この地は鎌倉時代、東氏の所領だった。同氏は桓武平氏の流れをくむ千葉市の庶流で、開祖頼胤は、源頼朝側近・千葉常胤の6男で、この地・東庄を治めることとなり、東氏を名乗った。その頼胤の嫡男が重胤という人物。源実朝の側近である上に、和歌の素養がある。いやいや逆だ。和歌の素養があるから、実朝に重用されたのだ。この東氏からは室町時代に常縁(つねより)を輩出することになる。和歌の古今伝授の創始者だ。
実朝は重胤が所領「東庄」にこもってしまい、鎌倉に出てこないことを嘆き歌で参上を催促をしても応じなかったため立腹すると、今度は重胤が歌を献上して許しを請うたという話も伝わっている。
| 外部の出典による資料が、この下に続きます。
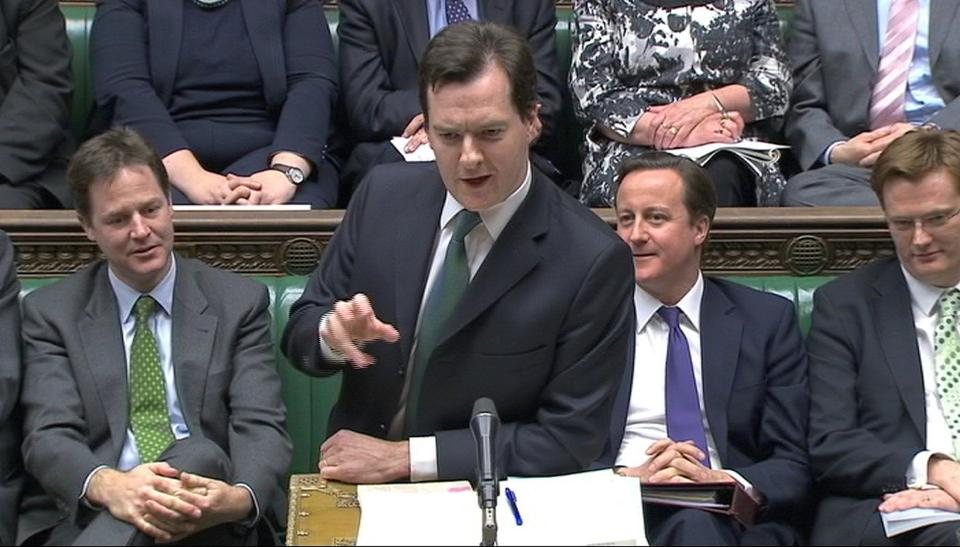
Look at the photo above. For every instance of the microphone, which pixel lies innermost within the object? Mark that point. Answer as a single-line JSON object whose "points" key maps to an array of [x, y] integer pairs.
{"points": [[484, 424]]}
つまり仲良しということだ。実朝暗殺直後に出家したと考えられているほどだ。
利根川の流路が現在と違っていた当時、ここいらは広大な香取湾に面する交通の要衝だった。そこを収める東氏の位置づけが相当のものだったとわかる。重胤が引きこもったと思しき屋敷もきっとこのあたりだったはずだ。
明日は聖金曜日だというのに、なんと言う話の振幅。けれど実朝の弟子としてはスルーもできぬ話。カンタータネタに余裕で割ってはいるべき話題だ。